Vetora logo
Hard4 componentsInterview: High

Ticketmaster — Naive (SELECT FOR UPDATE)

The simplest ticket booking system: one TicketService with SELECT FOR UPDATE row locks on a PostgreSQL seats table. Zero double-booking via ACID transactions, but lock contention serialises all concurrent checkout attempts and collapses at ~200 concurrent buyers.

TransactionsPostgreSQLBeginnerBottleneck AnalysisSingle Server
Problem Statement

Every Ticketmaster design interview should start with the naive baseline — not because it works at scale, but because it clearly exposes why it doesn't. SELECT FOR UPDATE is the natural first instinct: the database already guarantees ACID transactions, row-level locks prevent concurrent updates, and you get zero double-booking with zero additional infrastructure. A single PostgreSQL transaction opens, locks the target seat row with SELECT FOR UPDATE, checks status = AVAILABLE, updates to HELD, inserts an order record, and commits. Simple, correct, and immediately comprehensible. The key question is not whether it works at small scale — it does — but where exactly it breaks and why.

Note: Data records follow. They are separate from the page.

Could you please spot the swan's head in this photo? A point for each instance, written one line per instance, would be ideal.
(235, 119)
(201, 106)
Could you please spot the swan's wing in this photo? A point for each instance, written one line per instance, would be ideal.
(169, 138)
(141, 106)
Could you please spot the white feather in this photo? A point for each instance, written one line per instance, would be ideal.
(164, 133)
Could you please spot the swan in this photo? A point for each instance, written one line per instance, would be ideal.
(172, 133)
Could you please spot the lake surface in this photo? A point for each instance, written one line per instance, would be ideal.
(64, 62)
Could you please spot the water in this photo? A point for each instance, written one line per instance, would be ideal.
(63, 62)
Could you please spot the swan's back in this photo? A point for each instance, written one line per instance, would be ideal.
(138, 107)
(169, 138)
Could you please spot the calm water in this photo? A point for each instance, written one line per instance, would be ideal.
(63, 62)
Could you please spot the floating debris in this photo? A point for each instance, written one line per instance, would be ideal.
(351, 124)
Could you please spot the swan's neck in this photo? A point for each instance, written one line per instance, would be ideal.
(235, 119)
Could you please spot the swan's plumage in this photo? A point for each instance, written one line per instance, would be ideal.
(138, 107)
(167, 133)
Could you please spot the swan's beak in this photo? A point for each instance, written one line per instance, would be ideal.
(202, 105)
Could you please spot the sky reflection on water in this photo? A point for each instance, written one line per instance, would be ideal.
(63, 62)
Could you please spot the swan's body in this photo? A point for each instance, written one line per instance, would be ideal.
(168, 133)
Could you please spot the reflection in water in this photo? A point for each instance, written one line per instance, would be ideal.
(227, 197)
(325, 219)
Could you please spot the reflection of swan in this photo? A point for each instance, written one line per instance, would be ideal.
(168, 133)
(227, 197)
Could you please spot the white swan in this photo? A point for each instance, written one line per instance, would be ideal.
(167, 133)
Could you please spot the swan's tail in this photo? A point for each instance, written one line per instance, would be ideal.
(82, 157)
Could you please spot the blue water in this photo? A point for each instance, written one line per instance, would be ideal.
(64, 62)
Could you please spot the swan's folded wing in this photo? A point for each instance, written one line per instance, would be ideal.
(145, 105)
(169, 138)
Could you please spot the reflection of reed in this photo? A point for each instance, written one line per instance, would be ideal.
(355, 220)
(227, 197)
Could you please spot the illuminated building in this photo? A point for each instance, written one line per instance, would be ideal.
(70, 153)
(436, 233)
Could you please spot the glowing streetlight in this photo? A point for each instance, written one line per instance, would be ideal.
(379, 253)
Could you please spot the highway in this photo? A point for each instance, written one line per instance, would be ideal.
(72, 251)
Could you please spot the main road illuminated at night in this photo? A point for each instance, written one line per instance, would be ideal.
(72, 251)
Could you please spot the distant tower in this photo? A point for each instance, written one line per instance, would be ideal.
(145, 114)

The lock hold time problem is the fundamental throughput ceiling. A PostgreSQL SELECT FOR UPDATE transaction holds its row-level exclusive lock for the entire duration of the transaction — typically 50ms including the check, update, order insert, and commit. During those 50ms, any other user attempting to reserve the same seat is blocked in a FIFO queue behind the lock holder. With 200 concurrent users attempting to book the same popular seat (a GA floor position at a Taylor Swift onsale), the last user in the queue waits 200 × 50ms = 10 seconds just for the lock. At this point, connection pool exhaustion cascades: the PostgreSQL connection pool saturates (typically 200 connections), new requests cannot acquire a connection, and the service begins returning 500 errors to all users. This is not a gradual degradation — it is a cliff edge where the system goes from functional to completely unavailable in seconds.

The seat map problem compounds the lock contention. Without any caching layer, every seat map render (GET /api/v1/events/{id}/seats) requires a full-table scan of the seats table filtered by event_id — returning up to 80,000 rows per event. This is not a selective index lookup; it is a sequential read of all seat rows for the event. At 5,000 concurrent seat map views for a single popular event (realistic for an onsale moment where fans refresh constantly), 5,000 concurrent full-table scans compete for the same 200 PostgreSQL connections. Each scan holds a connection for 80-150ms (returning 80,000 rows over the network). Connection pool exhaustion for the seat map query alone prevents any reservation queries from acquiring connections.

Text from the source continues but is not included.